Scientific research struggles with testing essential oils for a range of reasons.
First, no generalized statement can be made about the efficacy of the oils in combatting any microbe, because there are well over 100 different oils on the market today. Essential oils are distilled or expressed from flowers, leaves, stems, bark, trunks, and resins, each with its own chemical composition. Even the oils from a specific plant can be different: for example, oil distilled from lavender is not the same as oil distilled from lavandin, as these are two distinct plant varieties from one botanical family.
Second, oils labeled from the same plant of origin may come from different geographic areas. Lavender gathered from a farm in Albuquerque, New Mexico, may not have the same properties as lavender grown in Provence, France. Differences in soil composition, fertilizer, and agricultural techniques may change the chemical structure of the oil.
The complexity of each oil’s composition also creates challenges for laboratory research. One bottle of lavender essential oil may have a different chemical makeup from another, even if they come from the same supplier. Plants gathered and processed in the morning may be altered somewhat when compared to plants harvested the night before. The components will be the same, but they may vary in concentration.
The oils’ effectiveness often varies from one study to the next, because the oil used in each study may be markedly different. With no federal regulation of what actually goes into each bottle, scientists struggle to be sure that the oil they test in a laboratory in California is the same as the one tested in India. Replicating results from one study to the next becomes an obstacle to success.
Researchers have also found it particularly challenging to conduct blinded studies with scented substances. Scents trigger emotions and memories, so if one group is tested using lavender and the control group is tested with a different scent, the second scent may inadvertently jostle a memory loose or create an emotional response in a control group subject. If the study is about cognitive ability or emotional reaction to a scent, the random triggered memory may distort the results of the study. If, on the other hand, the study is meant to test the physical therapeutic value of the lavender, the control group may be tested using an alternative scent that is known to have no positive or negative effect on the body. This may or may not lead to a calculable outcome.
To date, most studies have been phase I: in vitro (in a test tube), determining an oil’s effect on microbes or tissue; or phase II: on laboratory animals. A few studies have involved human subjects, but these have only a few participants, not the large populations involved in true phase III, double-blind testing of a drug or vaccine. These studies are too small to produce statistically significant results, so their findings are considered interesting but anecdotal. Currently, the best research involves reviews of many small studies, bringing together all the studies around the world and performing a meta-analysis of the results to draw conclusions. Such papers often reveal correlations that isolated studies cannot see.

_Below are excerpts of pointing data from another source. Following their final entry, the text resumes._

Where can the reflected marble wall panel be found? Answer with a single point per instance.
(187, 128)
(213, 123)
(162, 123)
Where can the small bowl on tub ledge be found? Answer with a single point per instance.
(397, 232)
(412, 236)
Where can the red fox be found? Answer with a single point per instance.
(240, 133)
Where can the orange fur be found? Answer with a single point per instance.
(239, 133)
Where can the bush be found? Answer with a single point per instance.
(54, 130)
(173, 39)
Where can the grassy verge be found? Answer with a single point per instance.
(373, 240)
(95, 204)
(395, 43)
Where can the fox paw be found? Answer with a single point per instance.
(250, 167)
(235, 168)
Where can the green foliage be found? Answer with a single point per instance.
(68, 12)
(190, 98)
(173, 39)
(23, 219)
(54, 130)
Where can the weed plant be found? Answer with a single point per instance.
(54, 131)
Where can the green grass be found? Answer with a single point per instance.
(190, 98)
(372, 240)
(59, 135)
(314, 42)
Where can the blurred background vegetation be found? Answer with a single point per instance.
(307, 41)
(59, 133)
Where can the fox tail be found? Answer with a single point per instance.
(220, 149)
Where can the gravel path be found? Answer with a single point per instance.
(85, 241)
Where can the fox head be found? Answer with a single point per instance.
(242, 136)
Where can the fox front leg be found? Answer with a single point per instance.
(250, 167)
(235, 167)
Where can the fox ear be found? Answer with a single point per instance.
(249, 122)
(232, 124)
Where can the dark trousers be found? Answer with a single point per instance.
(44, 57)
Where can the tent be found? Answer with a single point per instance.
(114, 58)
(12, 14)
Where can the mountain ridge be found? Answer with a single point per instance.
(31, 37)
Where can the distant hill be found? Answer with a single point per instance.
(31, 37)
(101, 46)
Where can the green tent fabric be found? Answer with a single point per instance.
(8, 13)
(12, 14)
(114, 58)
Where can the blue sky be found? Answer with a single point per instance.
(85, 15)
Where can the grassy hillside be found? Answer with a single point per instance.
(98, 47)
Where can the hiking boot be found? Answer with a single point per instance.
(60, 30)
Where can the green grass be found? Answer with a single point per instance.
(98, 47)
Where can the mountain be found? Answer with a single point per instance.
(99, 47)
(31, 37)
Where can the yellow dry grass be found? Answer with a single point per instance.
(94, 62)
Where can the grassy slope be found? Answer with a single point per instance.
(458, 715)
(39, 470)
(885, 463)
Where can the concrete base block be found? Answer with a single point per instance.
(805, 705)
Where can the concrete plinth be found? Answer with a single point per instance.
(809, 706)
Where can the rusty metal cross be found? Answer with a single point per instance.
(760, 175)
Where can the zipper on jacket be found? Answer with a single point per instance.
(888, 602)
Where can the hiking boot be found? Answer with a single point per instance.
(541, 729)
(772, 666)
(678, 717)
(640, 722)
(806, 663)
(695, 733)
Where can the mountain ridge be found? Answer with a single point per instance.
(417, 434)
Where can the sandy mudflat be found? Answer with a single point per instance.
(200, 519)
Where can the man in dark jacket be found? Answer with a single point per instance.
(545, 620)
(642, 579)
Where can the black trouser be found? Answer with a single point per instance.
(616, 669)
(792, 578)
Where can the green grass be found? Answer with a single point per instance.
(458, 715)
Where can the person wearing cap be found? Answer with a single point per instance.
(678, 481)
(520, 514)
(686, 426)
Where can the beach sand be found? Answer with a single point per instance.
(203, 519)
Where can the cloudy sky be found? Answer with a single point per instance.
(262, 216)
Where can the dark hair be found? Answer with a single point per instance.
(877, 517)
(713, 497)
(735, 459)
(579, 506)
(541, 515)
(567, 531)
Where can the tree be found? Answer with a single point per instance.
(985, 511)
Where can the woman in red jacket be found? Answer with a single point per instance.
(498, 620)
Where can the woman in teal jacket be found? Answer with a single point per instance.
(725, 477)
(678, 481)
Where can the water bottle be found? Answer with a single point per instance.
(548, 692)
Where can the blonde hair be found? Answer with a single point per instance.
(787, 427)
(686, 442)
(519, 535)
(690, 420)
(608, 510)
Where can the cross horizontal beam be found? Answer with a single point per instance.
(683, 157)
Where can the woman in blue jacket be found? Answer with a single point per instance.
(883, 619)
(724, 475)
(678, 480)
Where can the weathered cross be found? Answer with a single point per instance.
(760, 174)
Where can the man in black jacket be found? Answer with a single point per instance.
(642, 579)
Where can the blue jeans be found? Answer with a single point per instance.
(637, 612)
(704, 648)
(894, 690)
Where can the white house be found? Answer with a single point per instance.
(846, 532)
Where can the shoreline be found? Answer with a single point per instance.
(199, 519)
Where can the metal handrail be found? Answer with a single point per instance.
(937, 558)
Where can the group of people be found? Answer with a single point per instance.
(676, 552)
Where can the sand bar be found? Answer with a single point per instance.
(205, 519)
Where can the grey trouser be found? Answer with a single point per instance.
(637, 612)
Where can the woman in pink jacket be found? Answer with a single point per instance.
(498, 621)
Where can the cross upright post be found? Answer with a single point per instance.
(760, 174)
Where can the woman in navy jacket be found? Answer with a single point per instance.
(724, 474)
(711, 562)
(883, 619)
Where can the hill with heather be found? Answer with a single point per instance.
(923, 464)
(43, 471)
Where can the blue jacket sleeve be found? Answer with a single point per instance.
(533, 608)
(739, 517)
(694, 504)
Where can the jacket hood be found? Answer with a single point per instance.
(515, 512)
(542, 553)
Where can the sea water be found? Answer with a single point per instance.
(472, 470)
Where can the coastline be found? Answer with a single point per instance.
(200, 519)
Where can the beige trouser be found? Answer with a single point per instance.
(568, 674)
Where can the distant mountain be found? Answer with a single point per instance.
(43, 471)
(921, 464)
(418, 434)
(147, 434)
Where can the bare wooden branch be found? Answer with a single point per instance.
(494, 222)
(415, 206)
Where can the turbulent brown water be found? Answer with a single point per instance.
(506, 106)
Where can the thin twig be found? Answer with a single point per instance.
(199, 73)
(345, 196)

A 2019 review of many studies, published in the June issue of the peer-reviewed journal Molecules, determined that while many essential oils do demonstrate antimicrobial properties against a wide range of diseases and infections, the success of one variety of an essential oil cannot be generalized to others of the same species. There are more than 400 species of thyme, for example, and while some of them have performed well in a test tube (not yet in humans) against viruses like herpes simplex and influenza H1N1, as well as both Gram-positive and Gram-negative bacteria, only specific thyme species have this capability. Such results could be used by unscrupulous sales channels to dupe the public into thinking that their thyme oil—whether or not it is the correct species—will help them ward off these viruses and bacteria. It will be some time before there is enough research to determine the correct species and the industry’s ability to produce large quantities of it, as well as the dosage and method of use that will make any specific essential oil marketable as a pharmaceutical.
This brings us to the biggest challenge involved in scientific research on essential oils: someone has to pay for the research, and the usual channels—pharmaceutical companies—have not taken a great deal of interest in doing so. As essential oils are natural substances, they cannot be patented as stand-alone drugs. This limits the ability of Big Pharma to make a profit with them in their pure form. If the limited research in progress does produce a positive result, pharmaceutical companies may eventually find ways to combine the oil with other products to create a patentable drug. This may accelerate the pace of continued study.
Essential oils have been in use for thousands of years, so researchers often want to take a shorter route to producing test results that reveal their effects on humans—that is, skipping the in vitro and animal testing steps and going right to testing them on humans. This makes traditional funding sources like the National Institutes of Health balk, as they prefer to fund research that follows the standard guidelines regardless of the substance being tested. Proposed studies are abandoned if the researchers can’t get the funds they need to move them forward, so essential oils languish, becoming the neglected stepchildren of medical research.